Les mâchefers : produits polluants et dont on ne sait que faire

Les mâchefers sont des résidus solides issus de l’incinération. Les mâchefers représentent 27 à 33 % du poids incinéré. Ils sont toxiques car ils contiennent 5 à 10 fois plus de dioxines que les fumées et concentrent les polluants issus de l’incinération. On y trouve des traces de métaux lourds : arsenic, cadmium, cuivre, zinc, antimoine…

Leur « valorisation » est devenue problématique car le BTP [2], filière traditionnelle pour écouler la production de mâchefers, se détourne de ces déchets.
Deux exemples :
- Le département du Rhône éprouve de grosses difficultés à écouler les 270 000 tonnes de machefers produites chaque année : «  Il y a dix ans, dès qu’on pouvait mettre du mâchefer, on le faisait. L’avantage, c’est qu’il ne coûtait presque rien et qu’il avait de bonnes propriétés mécaniques, explique un terrassier lyonnais qui a préféré gardé l’anonymat. Mais maintenant, tous les professionnels savent que c’est une vraie saloperie et qu’il contient plein de polluants... » (Source : Lyoncapitale.fr)

- En Seine et Marne, les responsables de la société YPRMA [3] expliquent : «  Nous produisions 250 000 tonnes de mâchefer en 2005 sur notre site de Lagny-sur-Marne (77), et nous n’en vendons désormais plus que 50 000 tonnes  » (Source : Lemonde.fr)

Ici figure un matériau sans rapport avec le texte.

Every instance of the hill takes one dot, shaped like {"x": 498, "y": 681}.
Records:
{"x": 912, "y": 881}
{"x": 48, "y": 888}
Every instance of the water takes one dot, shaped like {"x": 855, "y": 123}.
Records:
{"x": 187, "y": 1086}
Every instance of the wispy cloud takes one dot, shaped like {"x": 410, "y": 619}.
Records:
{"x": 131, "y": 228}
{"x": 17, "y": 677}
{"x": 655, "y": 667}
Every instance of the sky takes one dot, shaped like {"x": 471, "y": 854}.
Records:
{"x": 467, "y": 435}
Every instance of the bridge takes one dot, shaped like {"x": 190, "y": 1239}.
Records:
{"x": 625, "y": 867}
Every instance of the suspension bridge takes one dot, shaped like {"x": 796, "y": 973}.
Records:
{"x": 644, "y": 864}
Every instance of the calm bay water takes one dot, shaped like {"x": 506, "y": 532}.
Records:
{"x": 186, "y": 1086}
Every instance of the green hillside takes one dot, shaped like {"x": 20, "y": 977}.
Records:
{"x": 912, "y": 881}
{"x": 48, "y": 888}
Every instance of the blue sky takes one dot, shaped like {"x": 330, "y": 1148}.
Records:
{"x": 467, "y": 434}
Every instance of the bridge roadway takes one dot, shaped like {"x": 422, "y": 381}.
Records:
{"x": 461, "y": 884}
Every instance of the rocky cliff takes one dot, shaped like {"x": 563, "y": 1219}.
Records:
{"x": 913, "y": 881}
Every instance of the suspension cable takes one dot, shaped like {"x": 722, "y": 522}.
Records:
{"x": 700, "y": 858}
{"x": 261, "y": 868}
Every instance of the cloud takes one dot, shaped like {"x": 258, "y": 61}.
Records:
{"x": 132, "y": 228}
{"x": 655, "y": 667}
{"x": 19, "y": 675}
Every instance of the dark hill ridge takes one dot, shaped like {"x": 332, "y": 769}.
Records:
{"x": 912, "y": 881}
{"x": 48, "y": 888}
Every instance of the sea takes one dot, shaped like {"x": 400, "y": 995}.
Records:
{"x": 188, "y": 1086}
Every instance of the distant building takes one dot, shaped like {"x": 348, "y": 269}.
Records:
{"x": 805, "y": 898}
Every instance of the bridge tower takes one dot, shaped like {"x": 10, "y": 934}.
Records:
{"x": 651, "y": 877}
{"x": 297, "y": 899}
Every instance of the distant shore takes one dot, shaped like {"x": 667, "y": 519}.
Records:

Cette situation conduit aujourd’hui à l’apparition de comportements délictueux qui témoignent du danger de ce modèle. Le 4 juillet 2017, le Tribunal correctionnel de Paris a condamné plusieurs sociétés impliquées dans le dépôt illégal de 30 788 tonnes de mâchefer, sur un terrain agricole situé à Saint-Cyr-sur-Morin (77).

A lire : 
- L’article du Monde.fr sur le démantèlement du trafic
- L’analyse du jugement par l’ONG Zéro Waste

Nous demandons une étude indépendante et des garanties sur les possibilités du département de pouvoir traiter ces déchets. En l’absence de solution, le procédé d’incinération générera environ 20 000 tonnes/an de déchets polluants à enfouir dans des centres classés et un surcoût important dans le fonctionnement de l’installation.

A lire : Le bilan des mâchefers

Les REFIOMS : des résidus hautement toxiques.

L’incinération, contrairement à l’idée reçue, ne nous permet pas de nous débarrasser de tous les déchets : « Rien ne se perd, rien ne se crée, tout se transforme » (Lavoisier) L’incinération augmente le degré de toxicité par effet de concentration des polluants et par effet de la combustion sur les molécules.

Les REFIOMS, très toxiques, représentent 3 à 4 % du tonnage incinéré soit, ici, entre 1 800 et 2 400 tonnes chaque année. Ils contiennent des cendres volantes, des résidus de neutralisation des fumées, des gâteaux de filtration des eaux de lavage des fumées, des cendres sous chaudière. L’enfouissement de ces résidus est très onéreux (de 230 à 900 €/t selon toxicité). Ils représentent une source de pollution diffuse de l’environnement à long terme.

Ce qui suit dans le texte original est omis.